The researchers identified three primary drivers of the variation: equipment age and capability, the existence and implementation of standardized protocols, and staff training. Modern cardiac CT scanners can achieve diagnostic image quality at substantially lower doses than older equipment, but the capital cost of replacement is prohibitive for many facilities in low- and middle-income settings. Even where newer equipment exists, the protocols governing how it is used - the specific technical parameters that determine dose - are not uniformly applied.

Training is the third variable. Operating dose-reduction features effectively requires specific knowledge; without it, staff may default to settings that prioritize image quality at the cost of patient exposure. The study's findings suggest this is a significant contributor to the variation observed.

Implications for Global Cardiac Care

Coronary artery disease rates are rising globally, with the most rapid increases occurring in low- and middle-income countries where health system capacity is most constrained.
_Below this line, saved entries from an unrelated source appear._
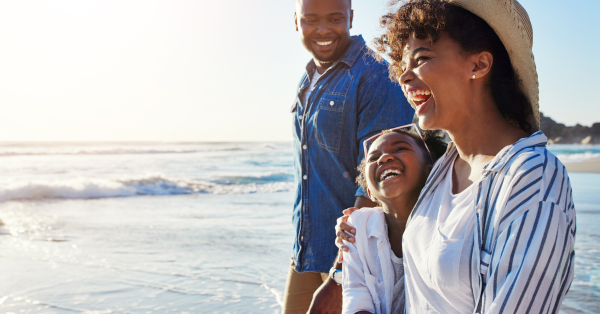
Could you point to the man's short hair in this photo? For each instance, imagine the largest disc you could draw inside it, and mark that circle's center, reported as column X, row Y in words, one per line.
column 349, row 3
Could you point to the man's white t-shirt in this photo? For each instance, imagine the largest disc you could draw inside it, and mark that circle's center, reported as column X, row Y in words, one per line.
column 313, row 82
column 437, row 246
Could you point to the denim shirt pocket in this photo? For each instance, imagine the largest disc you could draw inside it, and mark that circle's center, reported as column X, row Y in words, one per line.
column 329, row 122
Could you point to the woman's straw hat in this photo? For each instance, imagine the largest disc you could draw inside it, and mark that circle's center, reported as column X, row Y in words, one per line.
column 511, row 23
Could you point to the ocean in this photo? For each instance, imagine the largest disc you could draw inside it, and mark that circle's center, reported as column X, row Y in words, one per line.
column 180, row 227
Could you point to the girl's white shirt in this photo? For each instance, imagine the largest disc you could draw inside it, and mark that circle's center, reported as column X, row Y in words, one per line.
column 437, row 262
column 368, row 276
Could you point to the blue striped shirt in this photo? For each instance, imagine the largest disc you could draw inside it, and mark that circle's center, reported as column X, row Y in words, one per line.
column 522, row 257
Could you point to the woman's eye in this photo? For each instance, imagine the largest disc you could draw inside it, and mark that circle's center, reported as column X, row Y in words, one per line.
column 420, row 60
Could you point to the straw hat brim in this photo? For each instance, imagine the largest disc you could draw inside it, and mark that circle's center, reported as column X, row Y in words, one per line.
column 512, row 25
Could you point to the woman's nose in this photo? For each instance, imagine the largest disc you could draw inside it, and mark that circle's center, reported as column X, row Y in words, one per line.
column 407, row 76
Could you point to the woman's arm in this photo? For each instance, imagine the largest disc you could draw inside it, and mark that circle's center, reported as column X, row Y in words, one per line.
column 531, row 266
column 356, row 295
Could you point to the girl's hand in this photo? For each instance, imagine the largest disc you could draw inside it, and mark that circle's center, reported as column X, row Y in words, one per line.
column 341, row 231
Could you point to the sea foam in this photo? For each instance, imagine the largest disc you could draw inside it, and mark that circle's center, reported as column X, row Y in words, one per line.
column 84, row 188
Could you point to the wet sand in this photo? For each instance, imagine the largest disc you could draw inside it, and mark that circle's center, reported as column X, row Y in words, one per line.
column 588, row 166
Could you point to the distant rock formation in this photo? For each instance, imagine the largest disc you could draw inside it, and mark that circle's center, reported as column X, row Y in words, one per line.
column 558, row 133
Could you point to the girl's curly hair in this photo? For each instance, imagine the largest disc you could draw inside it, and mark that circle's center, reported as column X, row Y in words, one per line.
column 427, row 19
column 434, row 140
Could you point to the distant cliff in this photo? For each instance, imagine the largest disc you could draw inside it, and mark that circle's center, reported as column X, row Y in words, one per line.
column 558, row 133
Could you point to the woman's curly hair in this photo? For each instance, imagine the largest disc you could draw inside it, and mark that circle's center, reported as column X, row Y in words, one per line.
column 434, row 140
column 427, row 19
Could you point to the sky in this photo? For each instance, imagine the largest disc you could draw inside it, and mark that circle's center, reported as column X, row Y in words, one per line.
column 199, row 70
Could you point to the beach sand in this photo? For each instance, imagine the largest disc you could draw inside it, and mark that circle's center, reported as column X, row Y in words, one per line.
column 589, row 166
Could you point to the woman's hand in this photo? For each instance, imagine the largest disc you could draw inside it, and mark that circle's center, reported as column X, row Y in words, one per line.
column 341, row 231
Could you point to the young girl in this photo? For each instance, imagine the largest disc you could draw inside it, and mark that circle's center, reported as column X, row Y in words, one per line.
column 394, row 172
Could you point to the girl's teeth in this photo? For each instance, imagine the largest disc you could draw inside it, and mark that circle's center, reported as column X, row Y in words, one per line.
column 419, row 92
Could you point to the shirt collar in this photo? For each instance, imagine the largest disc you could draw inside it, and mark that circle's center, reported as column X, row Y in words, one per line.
column 537, row 139
column 357, row 43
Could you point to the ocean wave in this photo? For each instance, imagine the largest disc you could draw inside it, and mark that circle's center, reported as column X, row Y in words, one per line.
column 83, row 188
column 568, row 158
column 95, row 151
column 259, row 178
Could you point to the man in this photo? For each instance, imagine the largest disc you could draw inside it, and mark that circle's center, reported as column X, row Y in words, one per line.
column 344, row 97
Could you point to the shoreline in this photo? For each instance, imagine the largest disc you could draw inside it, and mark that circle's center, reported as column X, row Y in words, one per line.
column 588, row 166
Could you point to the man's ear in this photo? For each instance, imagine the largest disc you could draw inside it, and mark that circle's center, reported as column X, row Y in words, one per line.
column 482, row 64
column 296, row 20
column 371, row 195
column 351, row 18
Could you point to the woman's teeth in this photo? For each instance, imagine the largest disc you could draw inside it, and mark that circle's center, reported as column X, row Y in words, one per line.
column 324, row 43
column 418, row 92
column 388, row 174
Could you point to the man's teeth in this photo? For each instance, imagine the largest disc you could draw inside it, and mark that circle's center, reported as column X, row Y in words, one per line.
column 419, row 92
column 388, row 174
column 324, row 43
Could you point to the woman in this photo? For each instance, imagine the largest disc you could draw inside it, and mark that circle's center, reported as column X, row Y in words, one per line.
column 493, row 230
column 394, row 171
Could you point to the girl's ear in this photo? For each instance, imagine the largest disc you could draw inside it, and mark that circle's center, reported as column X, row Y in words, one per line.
column 371, row 195
column 429, row 167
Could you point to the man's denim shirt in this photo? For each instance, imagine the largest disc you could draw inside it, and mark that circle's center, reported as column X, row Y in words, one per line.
column 352, row 100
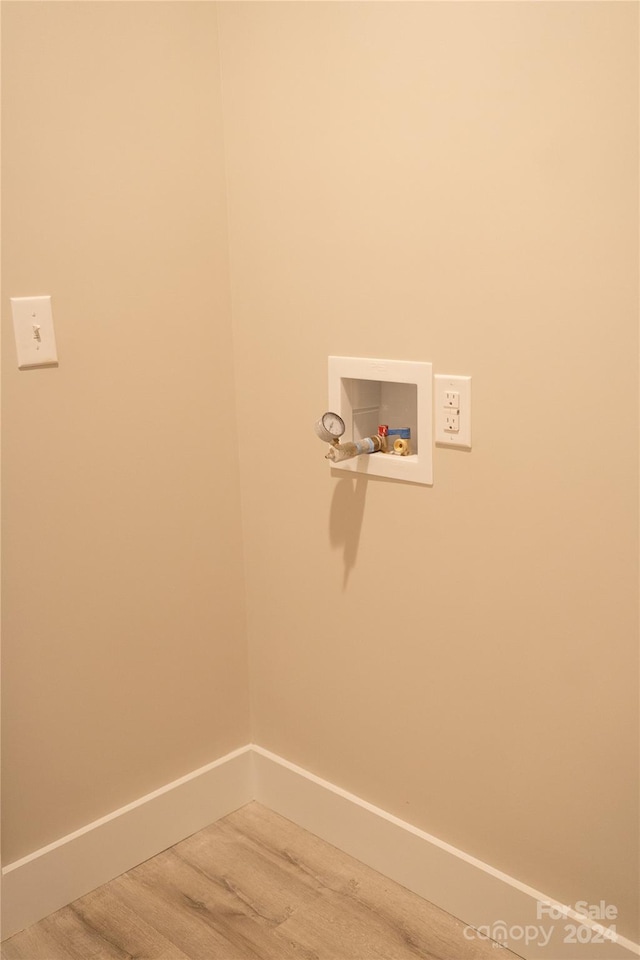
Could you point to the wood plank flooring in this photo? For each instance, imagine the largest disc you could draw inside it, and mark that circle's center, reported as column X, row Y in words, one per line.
column 252, row 885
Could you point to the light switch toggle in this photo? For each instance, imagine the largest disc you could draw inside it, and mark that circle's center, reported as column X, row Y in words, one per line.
column 33, row 328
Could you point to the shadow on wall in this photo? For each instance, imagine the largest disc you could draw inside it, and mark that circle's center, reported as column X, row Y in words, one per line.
column 345, row 520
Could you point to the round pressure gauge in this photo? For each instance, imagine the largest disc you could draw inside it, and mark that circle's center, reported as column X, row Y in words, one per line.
column 330, row 427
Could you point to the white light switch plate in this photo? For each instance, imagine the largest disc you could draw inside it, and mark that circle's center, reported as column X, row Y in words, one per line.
column 33, row 328
column 448, row 388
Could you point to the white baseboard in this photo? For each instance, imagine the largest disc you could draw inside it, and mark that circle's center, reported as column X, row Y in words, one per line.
column 59, row 873
column 474, row 892
column 490, row 902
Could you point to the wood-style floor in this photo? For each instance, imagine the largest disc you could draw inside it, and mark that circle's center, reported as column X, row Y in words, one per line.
column 251, row 885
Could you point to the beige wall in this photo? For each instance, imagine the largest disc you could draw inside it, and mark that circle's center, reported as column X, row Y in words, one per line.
column 445, row 182
column 454, row 183
column 123, row 645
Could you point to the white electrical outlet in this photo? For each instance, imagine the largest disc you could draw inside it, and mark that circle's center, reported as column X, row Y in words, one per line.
column 33, row 328
column 452, row 405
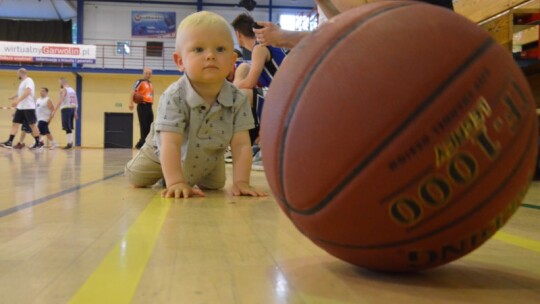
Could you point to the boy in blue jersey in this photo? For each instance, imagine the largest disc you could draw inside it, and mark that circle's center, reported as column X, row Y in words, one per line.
column 255, row 77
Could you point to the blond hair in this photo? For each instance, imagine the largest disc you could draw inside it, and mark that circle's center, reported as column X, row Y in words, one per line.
column 202, row 19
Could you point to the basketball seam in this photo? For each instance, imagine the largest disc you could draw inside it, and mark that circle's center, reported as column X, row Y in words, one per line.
column 464, row 217
column 400, row 129
column 290, row 113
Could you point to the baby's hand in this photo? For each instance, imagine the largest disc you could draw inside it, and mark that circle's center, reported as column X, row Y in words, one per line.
column 243, row 188
column 181, row 190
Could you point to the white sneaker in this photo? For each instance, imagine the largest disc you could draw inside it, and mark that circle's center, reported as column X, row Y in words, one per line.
column 228, row 156
column 257, row 164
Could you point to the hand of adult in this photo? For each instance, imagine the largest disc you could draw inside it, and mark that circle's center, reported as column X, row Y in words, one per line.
column 270, row 34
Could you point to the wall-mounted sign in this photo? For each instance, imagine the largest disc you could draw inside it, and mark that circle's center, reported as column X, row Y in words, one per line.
column 153, row 24
column 47, row 52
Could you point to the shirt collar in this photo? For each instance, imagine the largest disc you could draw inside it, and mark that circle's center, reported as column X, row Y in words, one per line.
column 225, row 96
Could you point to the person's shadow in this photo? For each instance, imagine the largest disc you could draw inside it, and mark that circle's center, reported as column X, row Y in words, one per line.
column 324, row 277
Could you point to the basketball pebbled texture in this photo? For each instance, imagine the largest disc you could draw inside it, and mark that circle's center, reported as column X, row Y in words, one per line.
column 399, row 136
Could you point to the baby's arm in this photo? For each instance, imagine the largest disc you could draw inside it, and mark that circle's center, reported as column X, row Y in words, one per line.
column 241, row 151
column 170, row 157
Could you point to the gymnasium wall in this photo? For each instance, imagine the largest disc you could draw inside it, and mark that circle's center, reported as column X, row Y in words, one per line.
column 105, row 23
column 101, row 93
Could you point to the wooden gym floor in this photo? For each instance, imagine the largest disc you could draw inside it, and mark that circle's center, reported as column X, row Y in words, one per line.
column 72, row 230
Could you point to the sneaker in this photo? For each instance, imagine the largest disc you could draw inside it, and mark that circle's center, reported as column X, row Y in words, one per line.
column 7, row 144
column 36, row 146
column 257, row 164
column 228, row 156
column 255, row 149
column 19, row 146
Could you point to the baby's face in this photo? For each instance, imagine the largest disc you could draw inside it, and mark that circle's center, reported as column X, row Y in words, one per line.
column 205, row 54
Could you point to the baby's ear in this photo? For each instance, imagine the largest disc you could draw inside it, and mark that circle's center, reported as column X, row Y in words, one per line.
column 178, row 61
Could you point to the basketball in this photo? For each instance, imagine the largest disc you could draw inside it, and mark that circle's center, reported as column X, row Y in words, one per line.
column 399, row 136
column 137, row 98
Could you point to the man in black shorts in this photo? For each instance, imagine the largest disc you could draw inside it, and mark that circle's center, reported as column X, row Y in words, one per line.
column 25, row 110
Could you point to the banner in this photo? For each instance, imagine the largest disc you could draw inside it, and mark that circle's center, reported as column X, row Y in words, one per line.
column 47, row 52
column 153, row 24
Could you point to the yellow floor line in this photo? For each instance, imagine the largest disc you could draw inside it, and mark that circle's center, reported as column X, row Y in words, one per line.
column 518, row 241
column 117, row 277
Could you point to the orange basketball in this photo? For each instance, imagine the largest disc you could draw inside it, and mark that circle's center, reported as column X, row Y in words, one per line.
column 138, row 97
column 399, row 136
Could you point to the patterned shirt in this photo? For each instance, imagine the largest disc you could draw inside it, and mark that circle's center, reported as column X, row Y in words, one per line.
column 206, row 130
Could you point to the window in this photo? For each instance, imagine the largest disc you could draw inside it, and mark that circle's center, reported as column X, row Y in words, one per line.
column 123, row 48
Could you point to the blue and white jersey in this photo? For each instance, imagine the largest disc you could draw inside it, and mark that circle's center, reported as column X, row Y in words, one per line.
column 270, row 67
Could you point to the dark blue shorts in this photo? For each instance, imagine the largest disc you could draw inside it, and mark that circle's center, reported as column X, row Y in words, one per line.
column 68, row 115
column 43, row 127
column 22, row 116
column 26, row 127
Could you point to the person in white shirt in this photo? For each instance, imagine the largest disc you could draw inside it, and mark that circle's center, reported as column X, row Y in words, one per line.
column 44, row 110
column 25, row 109
column 68, row 104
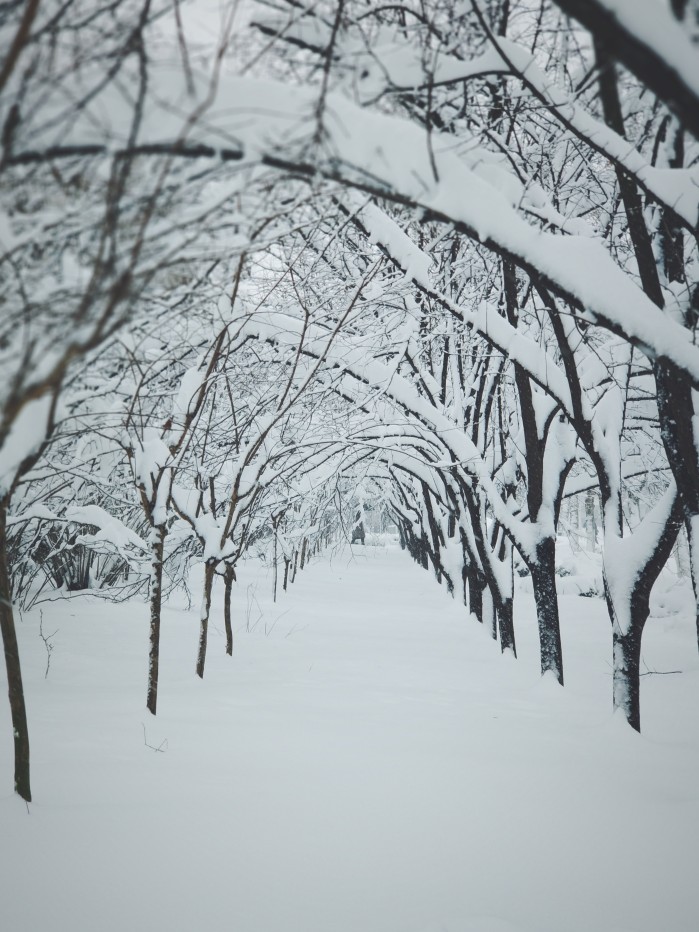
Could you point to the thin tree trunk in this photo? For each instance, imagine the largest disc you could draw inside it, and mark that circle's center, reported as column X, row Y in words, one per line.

The combination of growing demand for cardiac imaging and the documented dose disparities creates a widening equity gap: the patients most likely to encounter older equipment and less standardized protocols are also the patients who are increasingly in need of the tests.

The study's authors describe the findings as identifying a "critical need for training, standardized protocols, and updated equipment to reduce radiation worldwide." They frame this as an opportunity rather than simply a problem: the variation in dose means there is substantial room for improvement without requiring new clinical evidence - the knowledge of how to reduce dose already exists and is being applied in some settings.